Maybe the Economy Isn’t That Difficult, or Maybe It’s an Alien Intelligence
This tweet (is it still called a tweet?) from Live Boree has been sitting in my draft posts for a while. I thought it was really interesting at the time, because if we know anything, it’s that economists don’t really fully understand the economy, and most of them spend a considerable portion of their podcasts and substacks saying they don’t really know how it works, and yet here we are, listening to them all the time about the economy.
Maybe it’s so complex it’s alien!
Spitballing here but I suspect the economy is already a form of alien intelligence that serves itself as a primary goal & survival of humans is secondary at best. And as it becomes more and more digitised it will be entirely taken over by agentic AIs who are better than any human at maximising their own capital (& thus power) in that environment, and humans will become diminishingly able to influence or extract value from that economy. So to survive in any meaningful way, we need to reinvent a more human-centric economy that capital maximising digital agents cannot speed-run & overtake. – https://x.com/Liv_Boeree/status/1888644357449802183
That is a pretty complex view of the economy, so difficult to understand that it is an alien intelligence!
Counterpoint: Our Simple Levers
A few of the examples of the levers we pull with our economies.
Interest rate levels
We raise and lower interest rates to deal with “overheating” economies and inflation. It is probably one of our oldest levers.
Fixing bank runs
See Silicon Valley Bank:
Open on Thursday, Closed on Sunday
…bottoms happen quicker today. I think information transfers so fast…the regulators have very little time to react. You think about Silicon Valley Bank: well that was open on a Thursday, closed on a Sunday. – Harvey Schwartz on the The Compound
Quantitative easing
Quantitative easing is a monetary policy whereby central banks buy longer-term securities from the market to increase the money supply and encourage lending and investment. This is a relatively new invention that actually seems to work in terms of stabilising markets.
And now we have tariffs.
Tarrifs Make Economics a Lot Simpler to Understand
As most of us know, the US has imposed massive tariffs that have sent the global economy into a tailspin.

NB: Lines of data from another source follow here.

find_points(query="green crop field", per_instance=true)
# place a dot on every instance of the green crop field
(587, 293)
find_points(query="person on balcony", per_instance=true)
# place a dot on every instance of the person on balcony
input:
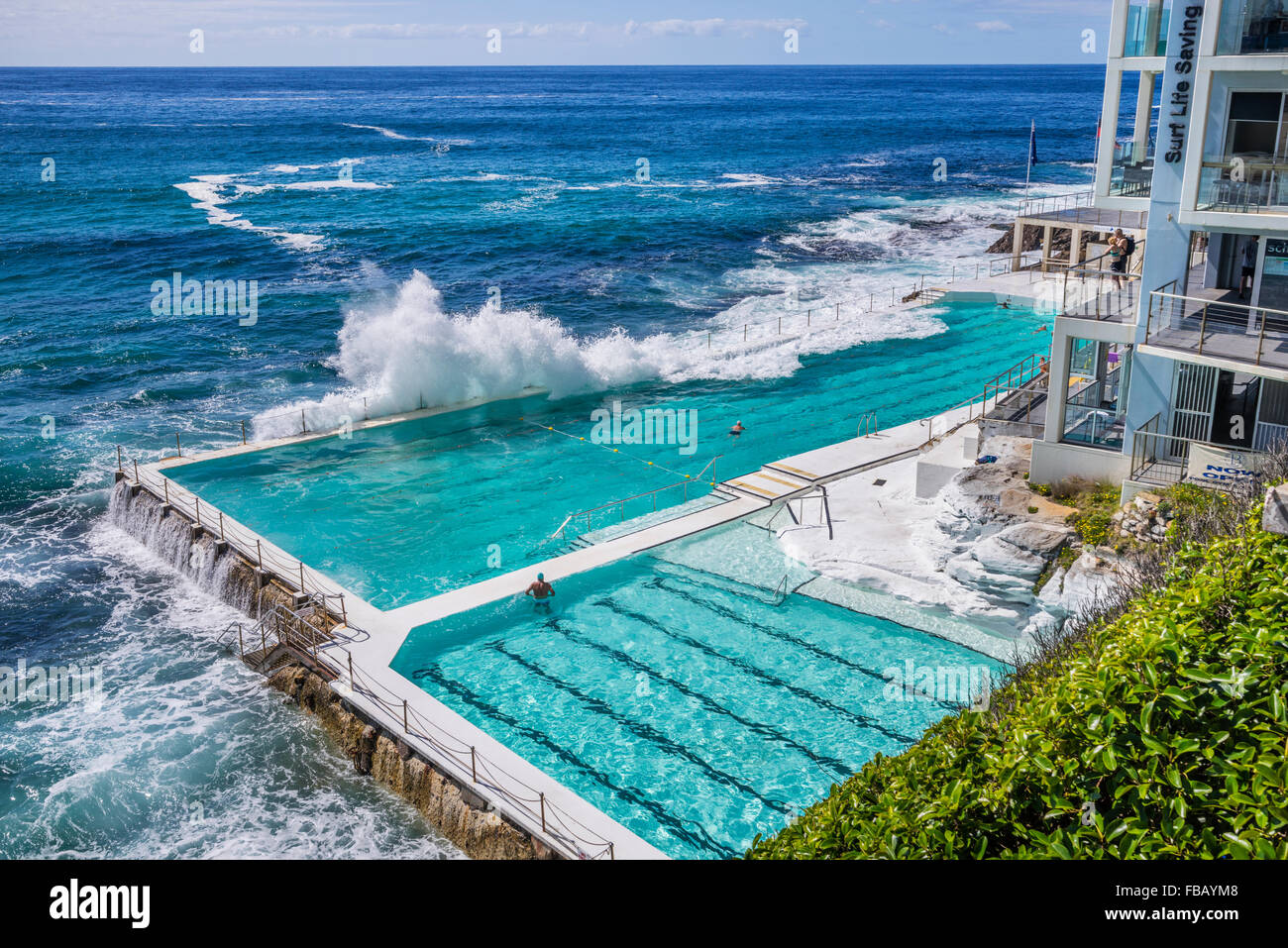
(1249, 265)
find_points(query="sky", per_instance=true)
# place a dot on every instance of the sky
(549, 33)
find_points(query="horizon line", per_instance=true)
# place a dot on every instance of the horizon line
(559, 65)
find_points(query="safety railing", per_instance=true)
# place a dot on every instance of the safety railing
(287, 570)
(1254, 335)
(1054, 204)
(824, 510)
(1100, 295)
(1028, 369)
(1158, 458)
(831, 313)
(1081, 209)
(526, 804)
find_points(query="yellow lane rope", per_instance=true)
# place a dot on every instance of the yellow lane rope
(617, 451)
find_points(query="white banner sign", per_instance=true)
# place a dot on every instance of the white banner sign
(1210, 466)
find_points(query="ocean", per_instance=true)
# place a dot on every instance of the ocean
(410, 236)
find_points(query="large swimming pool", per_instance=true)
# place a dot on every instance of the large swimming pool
(403, 511)
(688, 693)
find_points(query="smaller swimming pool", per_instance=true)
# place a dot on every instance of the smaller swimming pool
(688, 693)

It is a relatively simple equation: raise tariffs massively, the stock market goes down. That’s a pretty simple lever.
Conclusion
Maybe we’ve got this whole economic complexity thing all wrong, maybe what we were doing (before Liberation Day) was just the “right thing” to do, and in the end all the “unknowable alien economy” wants is stability, general freedom and some kind of market fairness. Maybe us dumb old humans were doing a pretty good job with the economy, learning as we go.
(That said, pure globalisation hasn’t worked either. But that’s another story.)